The analysis also tests for enrichment of Rbfox binding genes in the schizophrenia susceptibility genes, as well as both hPSD and Rbfox genes in Intellectual Disability genes. All of the enrichments are confirmed as still being present after controlling for the associated cell type, apart from the enrichment of PSD genes in Schizophrenia which falls from borderline to non-significant.
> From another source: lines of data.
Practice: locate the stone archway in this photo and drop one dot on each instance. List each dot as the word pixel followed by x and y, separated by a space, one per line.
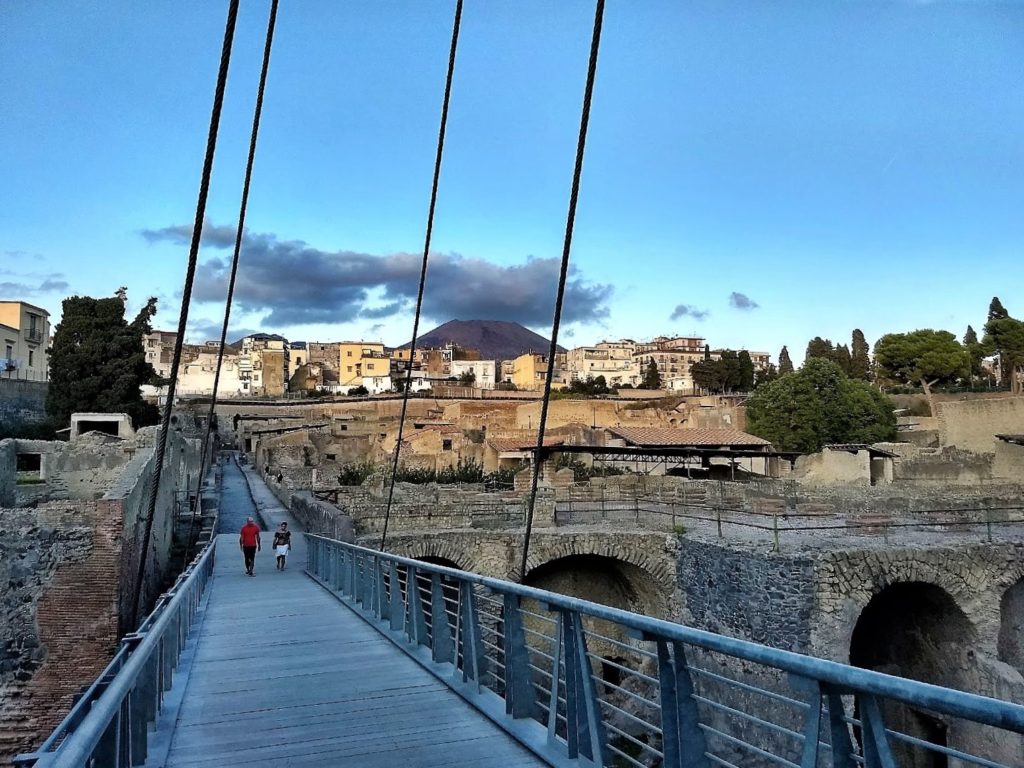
pixel 1011 641
pixel 916 630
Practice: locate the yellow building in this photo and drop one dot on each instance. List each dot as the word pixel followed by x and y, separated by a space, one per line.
pixel 528 371
pixel 25 336
pixel 361 358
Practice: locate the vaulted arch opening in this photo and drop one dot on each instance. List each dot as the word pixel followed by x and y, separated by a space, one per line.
pixel 915 630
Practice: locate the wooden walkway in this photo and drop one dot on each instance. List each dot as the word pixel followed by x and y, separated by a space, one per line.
pixel 280 673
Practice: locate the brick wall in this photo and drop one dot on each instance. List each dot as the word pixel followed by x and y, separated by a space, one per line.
pixel 59 623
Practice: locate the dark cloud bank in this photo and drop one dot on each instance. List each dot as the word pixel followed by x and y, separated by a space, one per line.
pixel 295 284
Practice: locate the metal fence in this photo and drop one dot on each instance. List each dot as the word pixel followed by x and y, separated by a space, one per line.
pixel 109 725
pixel 979 522
pixel 572 679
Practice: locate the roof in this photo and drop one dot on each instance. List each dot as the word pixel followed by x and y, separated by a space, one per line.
pixel 674 436
pixel 855 446
pixel 517 444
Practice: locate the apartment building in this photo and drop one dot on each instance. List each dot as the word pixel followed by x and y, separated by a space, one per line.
pixel 613 359
pixel 482 371
pixel 363 359
pixel 673 355
pixel 263 366
pixel 25 338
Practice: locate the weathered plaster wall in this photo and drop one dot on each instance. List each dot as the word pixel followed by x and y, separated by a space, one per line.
pixel 971 425
pixel 23 400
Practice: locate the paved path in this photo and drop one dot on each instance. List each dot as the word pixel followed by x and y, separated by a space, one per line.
pixel 279 673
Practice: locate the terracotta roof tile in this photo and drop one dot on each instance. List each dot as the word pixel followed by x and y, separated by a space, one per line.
pixel 503 444
pixel 650 436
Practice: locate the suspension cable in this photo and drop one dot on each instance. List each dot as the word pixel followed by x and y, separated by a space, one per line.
pixel 566 248
pixel 271 23
pixel 423 266
pixel 204 189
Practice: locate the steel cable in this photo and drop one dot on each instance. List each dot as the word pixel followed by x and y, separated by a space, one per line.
pixel 423 266
pixel 204 189
pixel 257 113
pixel 563 274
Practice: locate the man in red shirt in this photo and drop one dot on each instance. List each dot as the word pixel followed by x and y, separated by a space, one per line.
pixel 249 542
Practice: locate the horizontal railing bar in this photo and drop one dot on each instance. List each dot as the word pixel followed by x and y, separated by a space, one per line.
pixel 632 672
pixel 740 742
pixel 627 758
pixel 639 721
pixel 637 741
pixel 750 718
pixel 630 693
pixel 748 687
pixel 948 752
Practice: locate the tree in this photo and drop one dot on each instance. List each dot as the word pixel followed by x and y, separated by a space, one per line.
pixel 97 360
pixel 767 376
pixel 1006 337
pixel 651 377
pixel 818 347
pixel 976 351
pixel 784 364
pixel 860 360
pixel 996 310
pixel 745 372
pixel 816 406
pixel 924 356
pixel 843 358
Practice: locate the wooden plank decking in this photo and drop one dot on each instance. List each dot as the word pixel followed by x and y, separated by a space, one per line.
pixel 281 673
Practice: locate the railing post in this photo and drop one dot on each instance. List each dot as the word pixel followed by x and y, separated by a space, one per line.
pixel 471 640
pixel 584 730
pixel 877 751
pixel 682 738
pixel 520 696
pixel 416 625
pixel 397 606
pixel 442 646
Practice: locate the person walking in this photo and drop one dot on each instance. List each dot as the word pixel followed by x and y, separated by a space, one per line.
pixel 282 544
pixel 250 544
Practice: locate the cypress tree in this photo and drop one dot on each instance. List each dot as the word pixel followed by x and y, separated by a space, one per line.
pixel 860 360
pixel 784 364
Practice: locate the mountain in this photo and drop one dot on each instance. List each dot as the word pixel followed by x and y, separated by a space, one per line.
pixel 498 340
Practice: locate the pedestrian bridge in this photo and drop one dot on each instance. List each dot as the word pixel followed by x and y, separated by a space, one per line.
pixel 353 656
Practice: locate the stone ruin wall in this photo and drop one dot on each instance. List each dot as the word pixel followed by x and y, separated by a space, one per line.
pixel 71 566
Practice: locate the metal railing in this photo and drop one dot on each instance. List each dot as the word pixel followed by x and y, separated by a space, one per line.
pixel 109 725
pixel 571 679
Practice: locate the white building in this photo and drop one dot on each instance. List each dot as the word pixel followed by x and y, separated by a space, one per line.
pixel 483 372
pixel 612 359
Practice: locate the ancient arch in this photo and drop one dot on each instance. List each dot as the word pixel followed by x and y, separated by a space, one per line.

Controlling for multiple cell types

# set seed for bootstrap reproducibility
set.seed(12345678)

controlledCTs = c("pyramidal CA1","pyramidal SS","interneurons")

res_hpsd_schiz = 
  controlled_geneset_enrichment(disease_genes=mouse.hits.schiz, 
                                  functional_genes = mouse.hpsd, 
                                  bg_genes = mouse.bg, sct_data = ctd, 
                                  annotLevel = 1, reps=reps, 
                                  controlledCT=controlledCTs)
res_rbfox_schiz = 
  controlled_geneset_enrichment(disease_genes=mouse.hits.schiz, 
                                  functional_genes = rbfox_genes, 
                                  bg_genes = mouse.bg, sct_data = ctd, 
                                  annotLevel = 1, reps=reps, 
                                  controlledCT=controlledCTs)
print(res_hpsd_schiz)
print(res_rbfox_schiz)

res_hpsd_id = 
  controlled_geneset_enrichment(disease_genes=mouse.hits.id, 
                                  functional_genes = mouse.hpsd, 
                                  bg_genes = mouse.bg, 
                                  sct_data = ctd, annotLevel = 1, reps=reps, 
                                  controlledCT=controlledCTs)
res_rbfox_id = controlled_geneset_enrichment(disease_genes=mouse.hits.id, 
                                              functional_genes = rbfox_genes, 
                                              bg_genes = mouse.bg, 
                                              sct_data = ctd, annotLevel = 1, 
                                              reps=reps, 
                                              controlledCT=controlledCTs)
print(res_hpsd_id)
print(res_rbfox_id)

References

1.
Skene, N. & Grant, S. Identification of vulnerable cell types in major brain disorders using single cell transcriptomes and expression weighted cell type enrichment. Frontiers in Neuroscience (2016). doi:10.3389/fnins.2016.00016
2.
Zeisel, A. et al. Cell types in the mouse cortex and hippocampus revealed by single-cell RNA-seq. Science 347, 1138–1142 (2015).
3.
Haroutunian, V., Katsel, P. & Schmeidler, J. Transcriptional vulnerability of brain regions in alzheimer’s disease and dementia. Neurobiology of aging 30, 561–573 (2009).